The periodic returns for value versus growth in Exhibit 1 convey a stark contrast between recent years and the longer run of evidence, suggesting the past decade’s disappointing premium was disproportionally impacted by the last three years. Over the first seven years of the last decade (July 2010–June 2017), value stocks actually outperformed their prior long-run average return, 14.3% versus 12.8%. However, a substantially stronger-than-average performance from growth stocks (16.6% versus 9.0%) resulted in a negative value premium for this period.
The last three years were a different story. While growth continued to its historically high return, value stocks produced a return of –3.30%, resulting in an annualized value premium of –21.22% over this period.
This three-year run warrants further inspection—just how uncommon was this value premium magnitude? Literally unprecedented, as illustrated by the rolling three-year value premiums in Exhibit 2. Of the 1,093 rolling observations in US history, the three years ending in June 2020 ranked dead last.

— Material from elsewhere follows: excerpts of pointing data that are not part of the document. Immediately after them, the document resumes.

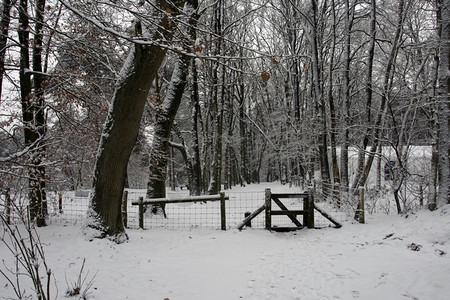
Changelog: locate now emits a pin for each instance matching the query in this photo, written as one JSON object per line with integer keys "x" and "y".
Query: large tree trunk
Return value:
{"x": 33, "y": 116}
{"x": 443, "y": 196}
{"x": 122, "y": 126}
{"x": 159, "y": 153}
{"x": 196, "y": 180}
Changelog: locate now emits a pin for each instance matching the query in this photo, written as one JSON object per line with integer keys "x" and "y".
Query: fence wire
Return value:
{"x": 71, "y": 208}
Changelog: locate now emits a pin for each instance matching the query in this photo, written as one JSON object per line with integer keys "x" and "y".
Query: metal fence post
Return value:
{"x": 361, "y": 216}
{"x": 124, "y": 208}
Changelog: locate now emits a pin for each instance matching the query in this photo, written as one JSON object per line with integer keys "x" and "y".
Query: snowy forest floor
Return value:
{"x": 376, "y": 260}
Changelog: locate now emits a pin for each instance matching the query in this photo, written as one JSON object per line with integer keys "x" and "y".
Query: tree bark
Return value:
{"x": 443, "y": 94}
{"x": 122, "y": 126}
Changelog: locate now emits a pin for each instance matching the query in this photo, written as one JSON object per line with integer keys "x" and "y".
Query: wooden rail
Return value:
{"x": 188, "y": 199}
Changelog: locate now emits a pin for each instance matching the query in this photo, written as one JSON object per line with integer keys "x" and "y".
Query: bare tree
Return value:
{"x": 122, "y": 123}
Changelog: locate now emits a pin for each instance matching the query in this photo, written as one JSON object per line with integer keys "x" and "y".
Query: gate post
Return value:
{"x": 223, "y": 221}
{"x": 268, "y": 202}
{"x": 141, "y": 212}
{"x": 308, "y": 206}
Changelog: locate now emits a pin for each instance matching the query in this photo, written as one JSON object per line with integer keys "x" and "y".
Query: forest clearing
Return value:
{"x": 139, "y": 140}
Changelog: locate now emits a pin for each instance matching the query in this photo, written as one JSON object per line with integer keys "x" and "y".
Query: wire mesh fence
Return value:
{"x": 69, "y": 208}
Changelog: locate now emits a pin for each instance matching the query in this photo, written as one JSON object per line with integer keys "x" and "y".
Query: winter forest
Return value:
{"x": 209, "y": 96}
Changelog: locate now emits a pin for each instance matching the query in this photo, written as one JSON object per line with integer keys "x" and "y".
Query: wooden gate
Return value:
{"x": 307, "y": 210}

This is the very definition of an outlier.
Back of the Pack
Rolling 3-year annualized return differences for value versus growth, US market, June 1929–June 2020
Appreciating the extraordinary nature of an observation is important to assessing its implications going forward. A successful entrepreneur becoming a billionaire aft dropping out of college does not marginalize higher education as a means to maximizing one’s career earnings potential. Similarly, asset allocation decisions are more reliably informed by a long series of evidence rather than the exception. An extremely disappointing run of results for value versus growth does not necessarily signal a “new normal” for value. The theoretical premise behind value investing—paying a lower price for expected future cash flows, indicating higher expected returns—is just as valid today as it was 10 years ago. And even strongly negative recent value premiums haven’t offset a preponderance of evidence for positive value premiums spanning nearly a century in the US and more than five decades in non-US markets.
While exceptional observations of the value premium should not erode a belief in value investing, they do serve as a reminder of the variability of realized returns. As Exhibit 3 illustrates, there has been a wide range of outcomes for the premium on a month-to-month basis. In fact, the distribution tells us that when value shows up, it can show up in bunches. For example, about 1 in 20 months during this period saw a realized value premium of at least 6%, or 20 times the size of the average monthly premium (0.30%). Why is this important for investors (and value strategy managers)? These outsize positive returns are an important component of the long-run positive average value premium. A disciplined focus on value is essential to capturing this source of higher expected returns.
Distribution of monthly return differences for value versus growth, US market, July 31, 1926–June 30, 2020
Past performance is not a guarantee of future results. Value and Growth represented by the Fama/French US Value Research Index and Fama/French US Growth Research Index, respectively. Fama/French index data available from the data library of Ken French.